The fast breeder reactor is seen as a necessary development to solve the problem of the depletion of our scarce uranium supply. However, the possibility of laser separation of uranium may stretch our supply for several years—perhaps to the point where we could transition directly from the thermal reactors of today into controlled fusion, thereby avoiding the severe safety problems of the breeder. The R&D on the breeder must of course continue since laser separation and controlled fusion may not work out.
4. The very long-range—beyond the year 2000. Current R&D efforts which could begin to offer significant payoffs in the very long term include nuclear fusion, a potential source of virtually unlimited supplies of clean energy. Nuclear fusion R&D is funded at $89 million in FY 74.[Page 554]
For all of the four periods discussed above, price will be an important determinant in the implementation of new energy technologies. For example, in the area of conventional fuels, as oil exceeds about $3 per barrel (the present price range is $3–5) desulfurized coal becomes competitive at the present level of technology. At $7–8 per barrel coal gasification would be a competitive source and, at $7–10, domestic oil shale extraction might be economically substituted. R&D programs would be designed to bring these prices down, to facilitate some currently difficult conversions (e.g., coal into oil), to ameliorate environmental impact and, of course, to develop new sources.

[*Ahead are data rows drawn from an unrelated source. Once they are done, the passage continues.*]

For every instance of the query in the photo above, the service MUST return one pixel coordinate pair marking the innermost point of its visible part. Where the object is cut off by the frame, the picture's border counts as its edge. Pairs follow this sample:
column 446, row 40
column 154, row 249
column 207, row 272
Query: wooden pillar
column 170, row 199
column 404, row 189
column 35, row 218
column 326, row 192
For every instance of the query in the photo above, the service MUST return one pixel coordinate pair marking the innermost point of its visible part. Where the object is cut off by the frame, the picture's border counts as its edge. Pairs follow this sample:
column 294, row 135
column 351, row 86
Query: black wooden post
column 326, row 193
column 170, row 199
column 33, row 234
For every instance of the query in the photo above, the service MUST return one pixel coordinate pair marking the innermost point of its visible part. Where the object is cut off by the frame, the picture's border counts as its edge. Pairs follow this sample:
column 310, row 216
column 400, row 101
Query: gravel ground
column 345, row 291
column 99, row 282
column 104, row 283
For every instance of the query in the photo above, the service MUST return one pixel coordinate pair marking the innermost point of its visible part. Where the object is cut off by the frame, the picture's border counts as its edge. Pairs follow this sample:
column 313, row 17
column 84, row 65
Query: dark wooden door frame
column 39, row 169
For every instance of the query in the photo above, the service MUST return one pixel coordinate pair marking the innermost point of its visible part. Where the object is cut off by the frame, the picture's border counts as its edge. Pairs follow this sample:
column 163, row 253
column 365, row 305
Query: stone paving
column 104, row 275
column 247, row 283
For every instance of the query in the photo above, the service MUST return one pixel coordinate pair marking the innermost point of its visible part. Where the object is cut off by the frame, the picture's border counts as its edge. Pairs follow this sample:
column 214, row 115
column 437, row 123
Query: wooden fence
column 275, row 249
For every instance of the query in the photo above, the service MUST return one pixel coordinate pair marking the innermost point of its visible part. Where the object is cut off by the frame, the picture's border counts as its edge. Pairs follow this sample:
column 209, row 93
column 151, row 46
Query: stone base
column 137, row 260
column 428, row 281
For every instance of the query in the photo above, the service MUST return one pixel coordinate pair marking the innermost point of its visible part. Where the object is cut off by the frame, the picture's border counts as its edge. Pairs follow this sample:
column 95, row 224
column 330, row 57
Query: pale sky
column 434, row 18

Some active research is being carried out in the USSR on breeder reactors and controlled fusion, and the FRG has fairly well developed programs in the use of coal. We are attempting to tap these R&D sources, and others elsewhere, through energy R&D bilateral agreements. However, in the majority of cases our activities are better funded and more advanced and thus the net information flow will be outward. As new technologies are evolved we may find commercial developers unwilling for proprietary reasons to continue to be a party to international programs and joint ventures.
Given the fact that Dixie Lee Ray has been asked to come up with recommendations for the accelerated energy R&D programs, it is important that coal R&D—which has greater shorter term payoff than nuclear power—does not get short changed. We are discussing with Governor Love’s Office the criteria by which the increased funding is determined. We will ensure that a decreased dependence on imported energy sources—as quickly as feasible—is an important determinant of our accelerated energy R&D efforts.